Tornando al processo neuro-rigenerativo: negli ultimi anni si è fatto un gran parlare delle cellule Staminali. Qual è stato l’effettivo supporto di tali teorie?
Ha ragione: c’è stata un’esplosione di curiosità nei riguardi delle staminali. Innanzitutto dobbiamo ricordare che le prime cellule staminali sono state scoperte a New York, alla Rockfeller University, perché un gruppo di ricercatori vedeva che nel cervello del canarino maschio adulto ogni primavera spuntava un gruppo cerebrale che controllava il canto e poi scompariva, e poi si rigenerava. E questo andava contro quelle visioni degli anni ’80 in cui si diceva che i neuroni, passato il periodo giovanile, non si potevano più generare. Da lì è esplosa una curiosità enorme nei confronti delle staminali, che potevano essere riattivate. A quel punto è fiorita da una parte una grande speranza in merito a cure mediche, nella lotta contro le malattie neurodegenerative e, dall’altra parte, una necessaria e fisiologica delusione per il fatto che poi si è visto che queste cellule non si riescono a governare, sono relativamente poche e vengono utilizzate soprattutto in un periodo di costruzione del cervello più che in un periodo di mantenimento. Tutte queste visioni ottimistiche, dunque, non si sono consolidate. E dunque ora abbiamo una fase contraria, in cui non si capisce bene a cosa servano le staminali. Poi, probabilmente, ci sarà un altro periodo di progresso a riguardo. Però bisogna stare attenti: noi abbiamo assistito a quel terribile fenomeno di sfruttamento economico con l’idea che malattie attualmente incurabili potessero essere sconfitte, una brutta fase nella quale peraltro anche la politica mise bocca in campo scientifico facendo poi una pessima figura.

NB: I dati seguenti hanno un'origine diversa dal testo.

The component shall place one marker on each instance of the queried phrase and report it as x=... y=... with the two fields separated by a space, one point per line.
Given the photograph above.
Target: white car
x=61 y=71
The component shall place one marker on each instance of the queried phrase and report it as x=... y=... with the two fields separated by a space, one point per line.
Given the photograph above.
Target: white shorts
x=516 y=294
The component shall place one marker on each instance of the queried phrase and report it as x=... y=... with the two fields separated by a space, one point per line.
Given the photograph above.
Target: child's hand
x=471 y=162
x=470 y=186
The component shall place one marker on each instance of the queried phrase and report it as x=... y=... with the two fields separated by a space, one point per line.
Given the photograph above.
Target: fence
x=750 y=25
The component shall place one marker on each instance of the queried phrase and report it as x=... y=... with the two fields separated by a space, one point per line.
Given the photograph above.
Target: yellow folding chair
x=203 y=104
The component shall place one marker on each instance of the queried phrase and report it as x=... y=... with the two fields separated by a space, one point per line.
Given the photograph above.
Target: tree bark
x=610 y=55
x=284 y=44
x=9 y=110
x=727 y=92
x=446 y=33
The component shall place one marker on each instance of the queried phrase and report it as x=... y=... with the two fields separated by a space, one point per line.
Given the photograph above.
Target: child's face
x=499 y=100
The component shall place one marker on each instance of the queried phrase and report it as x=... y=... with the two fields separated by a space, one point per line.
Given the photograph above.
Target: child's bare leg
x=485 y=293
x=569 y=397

Qual è l’impatto delle nuove tecnologie e della vita frenetica che spesso oggi si conduce sulla neuroplasticità?
Se lei lo chiede a un etologo, l’etologo non fa altro che rimproverare, come scrisse anche Konrad Lorenz, tutto quello che la cosiddetta “modernità” prescrive perché va contro la nostra storia naturale e cerebrale. L’eccessivo multitasking; la frenesia che distrugge quel tessuto di rapporti familiari, amicali e sociali; l’addensarsi in città sempre più grandi ma sempre più anonime; tutto questo fa molto male a un cervello che non è pronto ad aggiustarsi in questo senso. E dunque c’è una sofferenza mentale, se non un vero e proprio danno.

È curioso che anche l’essere multitasking sia dannoso. Nell’immaginario collettivo spesso e volentieri si pensa il contrario…
Sì, ma c’è un limite. La mamma che butta un occhio al bambino mentre cucina fa parte della storia della donna carvenicola; quello che guarda il telefono mentre sta guidando e nel frattempo parla anche con qualcuno in macchina, no. L’etologo ritorna al famoso uomo del Pleistocene e si chiede: cosa faceva l’uomo del Pleistocene? Ecco torniamo a comportarci in quella maniera perché la nostra storia evolutiva più o meno si è fermata lì, non è che siamo diventati così diversi.

Che effetto hanno, invece, i sistemi informatici?
Il problema è l’eccessivo utilizzo di sistemi come pc e telefonini, soprattutto nella fascia di età tra i 3 e gli 8 anni. Lì si rischia di non far allenare il cervello ad alcune sue prestazioni che poi è difficile recuperare. L’utilizzo di strumenti informatici, videogames e social, se portato all’eccesso, impedisce un rapporto sociale naturale in cui io vedo le espressioni mimiche della faccia o sento i feromoni del mio interlocutore. Cose che ovviamente non ho se parlo su Facebook, per capirci. Tutto questo va contro la plasticità della mente e non ci fa bene.

Vita sociale e, per così dire, naturale da una parte; e vita “tecnologica”: un aut-aut oppure è possibile una mediazione?
Non direi un aut-aut. L’uomo è tecnologia da Prometeo in poi, dopotutto. Il punto è che qui deve subentrare la politica e, direi, anche la morale per porre dei limiti dove ce n’è bisogno.